Kensel lived in Edmonds, Washington, and continued to research and write on topics related to western American history until his death on January 16, 2014. While conducting research in 2004 Kensel acquired a rare photo album of the Sunlight Ranch east of Cody. This photo album led Kensel to research the subjects in the pictures and in the Spring 2006 the Annals of Wyoming published, "Hope and Reality in the Sunlight Basin, Wyoming]: The Painter Family and John K. Rollinson." While conducting research on the Sunlight Ranch and dude ranching, Kensel found his next research topic – Larry Larom and Valley Ranch.
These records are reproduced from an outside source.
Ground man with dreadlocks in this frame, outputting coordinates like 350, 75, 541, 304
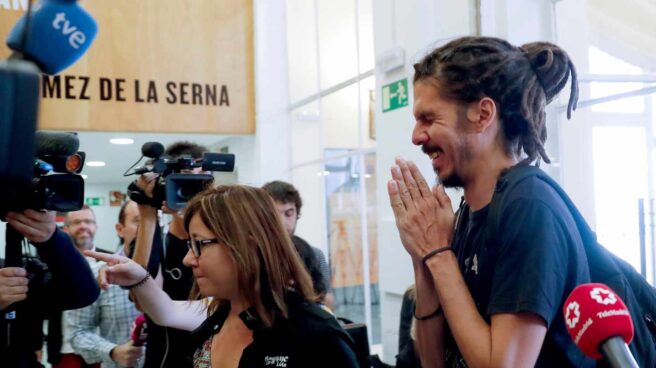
388, 37, 595, 367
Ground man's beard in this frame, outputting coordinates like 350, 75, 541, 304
74, 237, 93, 250
435, 170, 465, 188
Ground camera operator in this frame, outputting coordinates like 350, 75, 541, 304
0, 209, 100, 367
132, 142, 208, 368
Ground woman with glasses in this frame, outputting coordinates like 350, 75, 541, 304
85, 185, 357, 368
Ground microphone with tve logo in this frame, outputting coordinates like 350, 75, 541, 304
563, 284, 638, 368
7, 0, 98, 74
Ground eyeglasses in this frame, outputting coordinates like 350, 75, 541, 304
70, 219, 96, 225
187, 238, 219, 258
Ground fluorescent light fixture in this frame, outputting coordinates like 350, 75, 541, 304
109, 138, 134, 144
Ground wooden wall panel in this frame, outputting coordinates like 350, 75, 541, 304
0, 0, 255, 134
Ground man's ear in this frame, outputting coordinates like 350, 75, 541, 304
467, 97, 497, 133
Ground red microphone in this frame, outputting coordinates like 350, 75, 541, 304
563, 284, 638, 368
130, 314, 148, 346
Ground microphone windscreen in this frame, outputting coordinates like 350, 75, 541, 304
34, 131, 80, 158
141, 142, 164, 158
563, 283, 633, 359
7, 0, 98, 74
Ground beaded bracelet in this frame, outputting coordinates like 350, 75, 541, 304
412, 305, 442, 321
421, 245, 453, 265
125, 272, 150, 290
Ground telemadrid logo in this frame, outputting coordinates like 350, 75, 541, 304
565, 302, 581, 328
590, 288, 617, 305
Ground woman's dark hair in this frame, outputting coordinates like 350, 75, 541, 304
184, 185, 316, 327
414, 37, 579, 163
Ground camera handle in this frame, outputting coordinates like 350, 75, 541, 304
2, 224, 23, 367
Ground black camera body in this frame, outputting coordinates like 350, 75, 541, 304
128, 142, 235, 211
0, 131, 85, 218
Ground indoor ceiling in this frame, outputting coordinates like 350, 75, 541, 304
71, 132, 230, 185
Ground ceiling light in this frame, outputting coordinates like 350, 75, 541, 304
109, 138, 134, 144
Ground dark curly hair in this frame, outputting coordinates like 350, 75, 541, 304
414, 37, 579, 163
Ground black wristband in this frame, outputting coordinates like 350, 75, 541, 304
421, 245, 453, 265
412, 305, 442, 321
125, 270, 150, 290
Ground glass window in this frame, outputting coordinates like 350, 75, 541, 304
593, 127, 648, 270
287, 0, 319, 102
317, 0, 358, 89
588, 46, 645, 113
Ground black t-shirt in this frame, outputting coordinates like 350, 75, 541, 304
445, 174, 595, 367
188, 294, 358, 368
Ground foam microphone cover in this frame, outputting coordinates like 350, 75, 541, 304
141, 142, 164, 158
563, 283, 633, 359
7, 0, 98, 74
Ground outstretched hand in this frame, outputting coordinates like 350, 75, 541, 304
84, 250, 148, 286
387, 158, 455, 261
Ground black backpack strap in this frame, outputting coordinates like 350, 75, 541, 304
486, 165, 656, 367
486, 164, 546, 242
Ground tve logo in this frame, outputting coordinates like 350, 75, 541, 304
0, 0, 27, 11
52, 12, 87, 49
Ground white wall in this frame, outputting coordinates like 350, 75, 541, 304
252, 0, 290, 185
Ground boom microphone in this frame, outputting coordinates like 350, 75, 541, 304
34, 131, 80, 158
563, 283, 638, 368
7, 0, 98, 74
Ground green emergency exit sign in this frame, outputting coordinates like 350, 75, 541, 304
84, 197, 105, 206
382, 78, 408, 112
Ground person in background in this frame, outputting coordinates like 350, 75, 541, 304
388, 37, 595, 367
128, 141, 208, 368
0, 209, 100, 367
262, 181, 334, 310
87, 185, 357, 368
64, 201, 143, 368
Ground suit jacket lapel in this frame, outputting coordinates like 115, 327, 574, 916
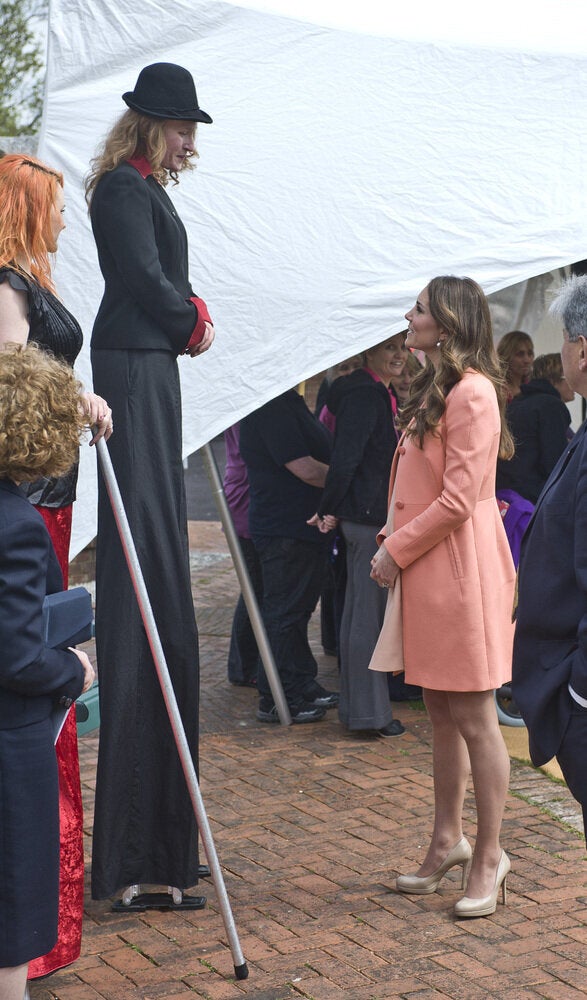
525, 420, 587, 537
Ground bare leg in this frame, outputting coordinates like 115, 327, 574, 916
417, 690, 470, 876
448, 691, 510, 899
0, 962, 28, 1000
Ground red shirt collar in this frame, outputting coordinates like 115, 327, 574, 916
126, 156, 153, 178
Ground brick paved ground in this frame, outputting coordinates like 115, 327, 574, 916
31, 523, 587, 1000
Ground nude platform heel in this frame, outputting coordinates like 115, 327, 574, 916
454, 851, 511, 917
395, 837, 473, 896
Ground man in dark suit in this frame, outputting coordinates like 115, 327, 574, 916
512, 275, 587, 829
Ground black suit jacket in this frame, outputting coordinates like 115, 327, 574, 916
0, 479, 84, 729
90, 163, 198, 354
512, 421, 587, 765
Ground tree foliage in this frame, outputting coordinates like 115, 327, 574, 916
0, 0, 47, 135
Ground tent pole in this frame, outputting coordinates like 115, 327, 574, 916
200, 443, 291, 726
94, 442, 249, 979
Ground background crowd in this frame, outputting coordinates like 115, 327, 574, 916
0, 56, 587, 1000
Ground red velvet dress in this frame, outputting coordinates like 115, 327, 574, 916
28, 504, 84, 979
0, 267, 84, 979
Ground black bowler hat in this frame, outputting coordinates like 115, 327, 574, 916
122, 63, 212, 124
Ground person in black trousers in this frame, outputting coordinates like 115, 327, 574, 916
0, 344, 94, 1000
86, 63, 214, 908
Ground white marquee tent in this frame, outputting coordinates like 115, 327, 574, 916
39, 0, 587, 554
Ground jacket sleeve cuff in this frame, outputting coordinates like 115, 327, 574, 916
184, 295, 212, 351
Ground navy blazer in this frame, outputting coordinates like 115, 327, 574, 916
0, 479, 84, 729
90, 163, 198, 354
512, 421, 587, 765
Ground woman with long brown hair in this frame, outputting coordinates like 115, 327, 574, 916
0, 153, 112, 978
372, 276, 514, 917
86, 63, 214, 908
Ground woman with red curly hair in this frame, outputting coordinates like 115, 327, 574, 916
0, 153, 112, 978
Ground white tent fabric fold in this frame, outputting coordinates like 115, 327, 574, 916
39, 0, 587, 553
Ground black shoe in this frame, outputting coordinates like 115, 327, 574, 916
304, 684, 340, 708
257, 701, 326, 724
376, 719, 406, 737
257, 705, 279, 722
290, 701, 326, 724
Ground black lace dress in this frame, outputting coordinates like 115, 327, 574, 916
0, 267, 83, 507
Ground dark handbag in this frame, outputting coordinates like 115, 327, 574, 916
43, 587, 94, 742
43, 587, 93, 649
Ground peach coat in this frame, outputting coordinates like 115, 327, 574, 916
378, 370, 515, 691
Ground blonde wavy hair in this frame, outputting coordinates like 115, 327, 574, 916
0, 343, 87, 483
85, 108, 199, 204
398, 275, 514, 459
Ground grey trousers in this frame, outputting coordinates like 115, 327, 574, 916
338, 521, 393, 729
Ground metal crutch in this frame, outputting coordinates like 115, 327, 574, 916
200, 444, 291, 726
96, 438, 249, 979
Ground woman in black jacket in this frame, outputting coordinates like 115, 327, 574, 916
496, 353, 575, 504
0, 344, 94, 1000
86, 63, 214, 907
310, 333, 407, 736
In 2006, as a resident fellow at the Cody Institute for Western American Studies at the Buffalo Bill Historical Center in Cody, Kensel researched this topic extensively.

== Works ==
- Pahaska Tepee, Buffalo Bill's Old Hunting Lodge and Hotel, A History, 1901-1946. Buffalo Bill Historical Center, 1987.
- Dude Ranching in Yellowstone Country: Larry Larom and Valley Ranch, 1915-1969. University of Oklahoma Press, 2010.

=== Articles ===
- "Hope and Reality in the Sunlight Basin, Wyoming: The Painter Family and John K. Rollinson," Annals of Wyoming, Spring 2006.
- "Spokane: The First Decade," Idaho Yesterdays, Vol. 15, No. 1, Spring 1971.
- "Inland Empire Mining and the Growth of Spokane, 1883-1905," Pacific Northwestern Quarterly, April 1969.
- "The Early Spokane Lumber Industry, 1871-1910," Idaho Yesterdays, Vol. 12, No. 1, Spring 1968.